Intuitives store information as zip files

Intuitives prefer to remember concepts, ideas, patterns, and connections. They can then access information related to those concepts, people, objects, and specific information related to the concept you are discussing. Intuitives can struggle with rote memorization, but if you can spot a pattern, a rhythm, a chain that connects the information, you are all set. Intuitives store information as zip files.
A chain of events might be stored as “roller coaster day.zip”, with things memorized in general, broad, and intuitive terms. Intuition makes less of a demand on specificity on information. There is a higher amount of memory loss and incorrect memory for an intuitive. As an intuitive, you tend to look more at how two events are similar than how they are different. This allows for more wild and broad associations. A zip file takes a longer time to decode and opens with more memory loss but also enables more creativity.

A sensory memory

An intuitive memory

  • Driven by intensity / strength of sensation
  • Habit-based (1, 2, 3, 4)
  • Repetition based (8 AM feed cat)
  • Reliable
  • Simplicity first
  • Focused on direct things
  • High in contrast / focus on differences
  • Focusing on known or clear information
  • Driven by subtlety / nuance of sensation
  • Patterns-based (1, 4, 7, 10)
  • Association based (meow, feed cat)
  • “Random”
  • Complexity first
  • Focused on subtle things
  • High in reach / focus on similarities
  • Deductive (what memory or answer best fits in blank?)

You may have spent a long time faulting your memory but maybe you are trying to remember in the wrong way. It’s worth creating strategies and thinking about how you can have fun memorizing information. We need to have fun to learn and if you are teaching yourself as a sensor you are going to think you are dumber than you actually are.
Don’t spend too much time dwelling on rote rehearsal. Don’t demand too much specificity where possible. Focus on remembering the differences and spotting the patterns. Usually, the specifics will come in unconsciously, together with the patterns. They are a package deal. The interesting thing is that intuitives tend to remember subtleties better than sensors. But what happens when an intuitive tries to remember as a sensor?

Intuitives tend to be much more critical of sensory information. This can halt memory intake. When in a sensors’ mindset, intuitives become more close-minded, critical, and low energy. They become much more picky with information, learning less than a sensor would. 

As an intuitive, you may pick up on and remember what it sounded like the other person was going to say, while forgetting about what was actually said. Perhaps you remember a time when someone was telling you something but all you could take in was the first thing they said about gummibears. We all remember different things after attending a class, we all notice and take away different things. Ask your students what they will take away from what you said and you’ll be surprised by what they remember.

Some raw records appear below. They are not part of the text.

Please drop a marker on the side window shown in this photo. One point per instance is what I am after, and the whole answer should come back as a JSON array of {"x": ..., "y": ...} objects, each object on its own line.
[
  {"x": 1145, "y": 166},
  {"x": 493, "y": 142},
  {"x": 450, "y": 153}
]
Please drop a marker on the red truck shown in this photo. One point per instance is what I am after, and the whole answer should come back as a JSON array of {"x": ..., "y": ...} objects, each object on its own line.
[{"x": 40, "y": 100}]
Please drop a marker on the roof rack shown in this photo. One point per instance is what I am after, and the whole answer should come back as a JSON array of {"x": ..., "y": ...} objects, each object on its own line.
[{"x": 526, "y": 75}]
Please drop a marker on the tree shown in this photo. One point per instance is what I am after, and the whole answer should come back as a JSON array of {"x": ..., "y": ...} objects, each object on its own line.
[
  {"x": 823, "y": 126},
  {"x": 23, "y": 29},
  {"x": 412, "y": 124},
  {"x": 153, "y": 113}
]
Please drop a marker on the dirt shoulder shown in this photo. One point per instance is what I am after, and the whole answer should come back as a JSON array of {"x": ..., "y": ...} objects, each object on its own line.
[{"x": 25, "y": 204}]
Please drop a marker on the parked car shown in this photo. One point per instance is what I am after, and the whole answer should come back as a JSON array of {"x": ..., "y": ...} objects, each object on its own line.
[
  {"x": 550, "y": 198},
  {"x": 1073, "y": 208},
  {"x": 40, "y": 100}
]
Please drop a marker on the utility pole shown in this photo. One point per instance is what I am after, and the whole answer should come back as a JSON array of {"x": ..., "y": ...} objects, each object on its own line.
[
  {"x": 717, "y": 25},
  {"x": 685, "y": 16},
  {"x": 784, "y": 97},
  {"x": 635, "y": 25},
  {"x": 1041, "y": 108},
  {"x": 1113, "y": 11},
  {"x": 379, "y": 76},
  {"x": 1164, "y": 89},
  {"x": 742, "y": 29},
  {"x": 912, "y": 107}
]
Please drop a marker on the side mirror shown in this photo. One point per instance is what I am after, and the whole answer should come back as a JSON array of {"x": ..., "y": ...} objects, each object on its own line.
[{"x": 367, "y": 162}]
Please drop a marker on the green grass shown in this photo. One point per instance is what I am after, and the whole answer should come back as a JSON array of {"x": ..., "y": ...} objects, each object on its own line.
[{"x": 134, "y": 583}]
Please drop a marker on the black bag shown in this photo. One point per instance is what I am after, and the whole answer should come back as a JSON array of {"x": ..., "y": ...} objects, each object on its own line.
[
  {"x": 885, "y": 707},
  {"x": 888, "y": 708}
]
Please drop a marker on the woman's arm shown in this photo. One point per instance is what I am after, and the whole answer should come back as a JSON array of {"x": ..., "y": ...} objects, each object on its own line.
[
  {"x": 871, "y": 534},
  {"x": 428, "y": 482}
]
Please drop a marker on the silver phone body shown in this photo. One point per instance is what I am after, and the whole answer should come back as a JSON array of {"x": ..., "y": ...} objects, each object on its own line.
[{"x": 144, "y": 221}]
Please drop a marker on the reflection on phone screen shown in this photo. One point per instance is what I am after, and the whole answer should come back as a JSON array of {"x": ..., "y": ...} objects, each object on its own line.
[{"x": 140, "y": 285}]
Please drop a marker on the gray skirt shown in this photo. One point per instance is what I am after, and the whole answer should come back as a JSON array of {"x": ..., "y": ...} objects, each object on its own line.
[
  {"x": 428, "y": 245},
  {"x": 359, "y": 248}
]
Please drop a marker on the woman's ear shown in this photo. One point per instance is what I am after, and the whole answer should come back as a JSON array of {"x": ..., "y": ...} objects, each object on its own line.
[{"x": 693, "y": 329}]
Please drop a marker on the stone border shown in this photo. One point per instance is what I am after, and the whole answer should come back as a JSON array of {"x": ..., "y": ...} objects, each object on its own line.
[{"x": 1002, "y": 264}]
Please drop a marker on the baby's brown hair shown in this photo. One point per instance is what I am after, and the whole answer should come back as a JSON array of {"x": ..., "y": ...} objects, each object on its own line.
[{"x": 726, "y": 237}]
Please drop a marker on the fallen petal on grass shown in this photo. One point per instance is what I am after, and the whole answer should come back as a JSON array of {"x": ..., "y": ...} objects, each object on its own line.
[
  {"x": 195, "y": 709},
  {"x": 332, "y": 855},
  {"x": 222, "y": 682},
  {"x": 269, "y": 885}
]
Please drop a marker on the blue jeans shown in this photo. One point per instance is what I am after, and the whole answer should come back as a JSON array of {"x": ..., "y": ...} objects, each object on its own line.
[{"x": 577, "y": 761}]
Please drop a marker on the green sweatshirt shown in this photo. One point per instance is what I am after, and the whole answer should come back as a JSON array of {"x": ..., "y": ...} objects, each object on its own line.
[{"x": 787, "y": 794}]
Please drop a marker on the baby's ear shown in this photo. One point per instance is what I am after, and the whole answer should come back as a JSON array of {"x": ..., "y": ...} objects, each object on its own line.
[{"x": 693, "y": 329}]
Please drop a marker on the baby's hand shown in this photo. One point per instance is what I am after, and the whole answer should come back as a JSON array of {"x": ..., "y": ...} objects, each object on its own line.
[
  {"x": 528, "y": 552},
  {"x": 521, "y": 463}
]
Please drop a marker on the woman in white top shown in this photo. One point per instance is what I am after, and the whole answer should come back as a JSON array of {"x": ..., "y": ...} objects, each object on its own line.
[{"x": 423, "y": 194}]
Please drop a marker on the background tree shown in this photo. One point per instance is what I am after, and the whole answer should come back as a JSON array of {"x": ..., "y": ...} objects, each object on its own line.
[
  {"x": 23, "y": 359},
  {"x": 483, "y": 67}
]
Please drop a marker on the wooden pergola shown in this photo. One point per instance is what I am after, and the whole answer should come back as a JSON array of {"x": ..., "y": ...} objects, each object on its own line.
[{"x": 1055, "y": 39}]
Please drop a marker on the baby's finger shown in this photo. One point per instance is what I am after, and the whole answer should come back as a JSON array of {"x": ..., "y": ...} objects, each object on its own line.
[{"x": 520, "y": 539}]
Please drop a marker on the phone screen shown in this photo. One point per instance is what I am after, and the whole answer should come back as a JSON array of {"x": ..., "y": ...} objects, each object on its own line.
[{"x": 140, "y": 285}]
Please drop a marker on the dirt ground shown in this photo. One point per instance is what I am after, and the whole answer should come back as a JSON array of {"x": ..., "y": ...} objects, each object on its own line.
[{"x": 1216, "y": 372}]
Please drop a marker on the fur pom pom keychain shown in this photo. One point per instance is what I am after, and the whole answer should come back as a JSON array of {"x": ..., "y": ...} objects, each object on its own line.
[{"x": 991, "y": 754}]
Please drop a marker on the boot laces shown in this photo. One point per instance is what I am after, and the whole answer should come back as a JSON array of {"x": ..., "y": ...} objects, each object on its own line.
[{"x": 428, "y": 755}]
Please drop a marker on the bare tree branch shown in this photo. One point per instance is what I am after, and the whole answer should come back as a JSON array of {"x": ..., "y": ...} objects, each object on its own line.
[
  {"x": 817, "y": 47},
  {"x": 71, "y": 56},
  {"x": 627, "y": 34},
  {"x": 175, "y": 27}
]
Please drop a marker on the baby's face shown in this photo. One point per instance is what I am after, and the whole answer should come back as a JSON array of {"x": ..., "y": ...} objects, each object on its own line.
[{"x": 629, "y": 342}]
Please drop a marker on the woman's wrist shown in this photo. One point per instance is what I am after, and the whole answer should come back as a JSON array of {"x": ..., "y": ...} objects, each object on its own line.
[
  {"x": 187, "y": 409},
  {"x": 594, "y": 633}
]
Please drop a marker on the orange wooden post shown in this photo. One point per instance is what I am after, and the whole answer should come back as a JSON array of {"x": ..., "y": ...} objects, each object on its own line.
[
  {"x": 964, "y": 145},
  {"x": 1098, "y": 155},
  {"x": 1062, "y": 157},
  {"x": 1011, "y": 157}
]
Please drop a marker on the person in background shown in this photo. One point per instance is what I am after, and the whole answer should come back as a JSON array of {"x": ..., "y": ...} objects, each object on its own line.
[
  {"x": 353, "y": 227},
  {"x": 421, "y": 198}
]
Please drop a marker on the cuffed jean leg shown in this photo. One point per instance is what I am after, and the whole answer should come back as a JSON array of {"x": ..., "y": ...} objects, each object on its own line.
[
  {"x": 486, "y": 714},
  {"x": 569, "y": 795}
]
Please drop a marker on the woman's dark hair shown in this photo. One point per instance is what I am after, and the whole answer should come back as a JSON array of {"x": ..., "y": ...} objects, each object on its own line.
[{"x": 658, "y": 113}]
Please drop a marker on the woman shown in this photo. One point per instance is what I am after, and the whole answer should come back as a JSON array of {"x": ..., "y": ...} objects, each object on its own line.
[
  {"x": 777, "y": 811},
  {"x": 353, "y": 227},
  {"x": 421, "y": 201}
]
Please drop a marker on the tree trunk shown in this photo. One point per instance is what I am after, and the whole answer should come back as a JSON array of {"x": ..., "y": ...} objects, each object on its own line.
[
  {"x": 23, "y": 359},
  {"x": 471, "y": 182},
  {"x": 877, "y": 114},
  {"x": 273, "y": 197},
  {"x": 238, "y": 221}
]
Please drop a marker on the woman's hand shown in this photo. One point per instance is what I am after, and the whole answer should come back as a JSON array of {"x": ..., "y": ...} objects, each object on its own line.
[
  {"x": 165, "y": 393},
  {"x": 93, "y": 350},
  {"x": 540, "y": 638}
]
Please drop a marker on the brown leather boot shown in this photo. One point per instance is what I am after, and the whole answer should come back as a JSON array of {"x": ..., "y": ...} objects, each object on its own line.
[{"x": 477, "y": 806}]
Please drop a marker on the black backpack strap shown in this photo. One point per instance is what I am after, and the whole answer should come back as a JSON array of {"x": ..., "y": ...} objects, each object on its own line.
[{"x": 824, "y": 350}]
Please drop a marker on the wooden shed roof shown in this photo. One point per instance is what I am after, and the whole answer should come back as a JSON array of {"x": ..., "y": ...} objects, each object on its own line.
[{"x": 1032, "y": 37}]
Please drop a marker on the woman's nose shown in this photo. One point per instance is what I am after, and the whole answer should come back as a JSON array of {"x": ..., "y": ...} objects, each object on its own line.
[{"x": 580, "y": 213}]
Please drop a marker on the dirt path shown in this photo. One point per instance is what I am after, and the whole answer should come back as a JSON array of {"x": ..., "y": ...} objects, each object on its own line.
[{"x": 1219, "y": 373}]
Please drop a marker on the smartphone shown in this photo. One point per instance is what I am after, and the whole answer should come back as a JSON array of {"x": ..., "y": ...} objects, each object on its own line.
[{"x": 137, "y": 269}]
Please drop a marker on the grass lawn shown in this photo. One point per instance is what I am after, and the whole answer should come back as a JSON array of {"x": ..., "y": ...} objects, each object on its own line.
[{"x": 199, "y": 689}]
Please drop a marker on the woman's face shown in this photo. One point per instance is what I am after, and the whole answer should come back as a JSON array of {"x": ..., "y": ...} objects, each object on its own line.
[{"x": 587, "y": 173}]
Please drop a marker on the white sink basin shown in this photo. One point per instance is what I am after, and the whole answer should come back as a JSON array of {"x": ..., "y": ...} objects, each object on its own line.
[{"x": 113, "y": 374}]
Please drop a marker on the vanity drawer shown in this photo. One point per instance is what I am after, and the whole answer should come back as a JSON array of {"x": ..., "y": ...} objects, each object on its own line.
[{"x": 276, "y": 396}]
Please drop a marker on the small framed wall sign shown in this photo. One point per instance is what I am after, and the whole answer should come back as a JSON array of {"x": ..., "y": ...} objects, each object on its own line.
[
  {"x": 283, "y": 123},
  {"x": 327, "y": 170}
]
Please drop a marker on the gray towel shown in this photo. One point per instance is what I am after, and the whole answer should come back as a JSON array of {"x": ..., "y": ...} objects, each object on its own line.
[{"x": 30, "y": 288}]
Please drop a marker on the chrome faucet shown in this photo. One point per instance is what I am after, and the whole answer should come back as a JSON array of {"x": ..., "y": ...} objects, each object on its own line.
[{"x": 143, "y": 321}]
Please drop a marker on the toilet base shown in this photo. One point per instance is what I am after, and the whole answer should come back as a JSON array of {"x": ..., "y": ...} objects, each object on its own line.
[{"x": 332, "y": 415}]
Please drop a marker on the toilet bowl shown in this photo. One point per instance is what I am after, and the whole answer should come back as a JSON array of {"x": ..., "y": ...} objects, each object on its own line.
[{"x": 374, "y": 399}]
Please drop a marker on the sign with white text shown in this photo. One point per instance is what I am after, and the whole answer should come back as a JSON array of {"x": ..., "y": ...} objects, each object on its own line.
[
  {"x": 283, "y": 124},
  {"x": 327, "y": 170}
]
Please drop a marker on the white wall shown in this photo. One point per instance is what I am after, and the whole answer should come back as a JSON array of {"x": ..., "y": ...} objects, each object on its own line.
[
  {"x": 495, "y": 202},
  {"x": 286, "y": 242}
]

How Feelers And Thinkers Remember

You may have noticed that feelers have a tendency to remember and access information as episodes. They remember information as a story or an experience. Thinkers, on the other hand, remember things as procedures. Information is stored as how-to information and rules. Procedures that help you access and navigate information. We’re going to talk more about this later.
Procedural memory: How to, lists, rules, systems, quantities, amounts and codes.
Episodic memory: Why, stories, motives, qualities, experiences, aesthetics, consequences and cause-effect.